Steve Jones is the editor of SQLServerCentral.com and visits a wide variety of data related topics in his daily editorial. Steve has spent years working as a DBA and general purpose Windows administrator, primarily working with SQL Server since it was ported from Sybase in 1990. You can follow Steve on Twitter at twitter.com/way0utwest

Getting Information Where We Want It

I’ve been running every day, over 100 days in a row now, and one of the things that has helped me on this journey is the TV that I’ve placed in front of the treadmill. As I started running, I put on some of our older DVDs, watching 15-20 minutes of one each day, taking about a week to get through a movie. I got Star Trek: The Next Generation for Christmas and have been going through it, hoping it will last me until March or April sometime.
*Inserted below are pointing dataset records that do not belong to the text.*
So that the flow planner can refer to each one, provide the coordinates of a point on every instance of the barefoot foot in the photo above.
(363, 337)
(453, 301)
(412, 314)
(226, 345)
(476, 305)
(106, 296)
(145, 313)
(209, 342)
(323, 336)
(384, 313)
The other day I was at the gym running while the kids were swimming and I watched some of the NFL playoffs while on the treadmill and I noticed that the time went by quickly. I thought that the games I’ve recorded on my DirecTV TiVo would be something I’d love to watch at times on the treadmill in the basement. I have coax run part of the way down there, so we might be able to make this work, but it doesn’t give me any control, which is some of what I’d want. A Slingbox might be what I try.

What does this have to do with SQL Server?

This got me thinking about how easy we can move information around with SQL Server. It was an easy platform to work with years ago, but when Reporting Services was added, it became trivial to generate HTML, which is a very easy way to distribute and present information to anyone that needs it. A lot of the growth and power of our modern society comes from this.

I wish that other types of media would start to understand this and realize the opportunities and capabilities that come from vastly increasing our choices of distribution and reception of media. I see some of the sports groups are starting to do this and I was tempted to get the Super Bowl from the NFL’s online system, but since I can record it and watch it later, it’s not quite worth the money. Especially as they want to bundle all the games into one pass.

Slicing and dicing information, allowing someone to consume the pieces they want, is a great way to find and add incremental revenue. Eventually I’m hoping that more companies will adopt this practice.

That and having more standards to ensure we can easily move data around. I am sure we are not too far from having devices like the Apple TV that we connect to every TV in our house for music, video, and even data.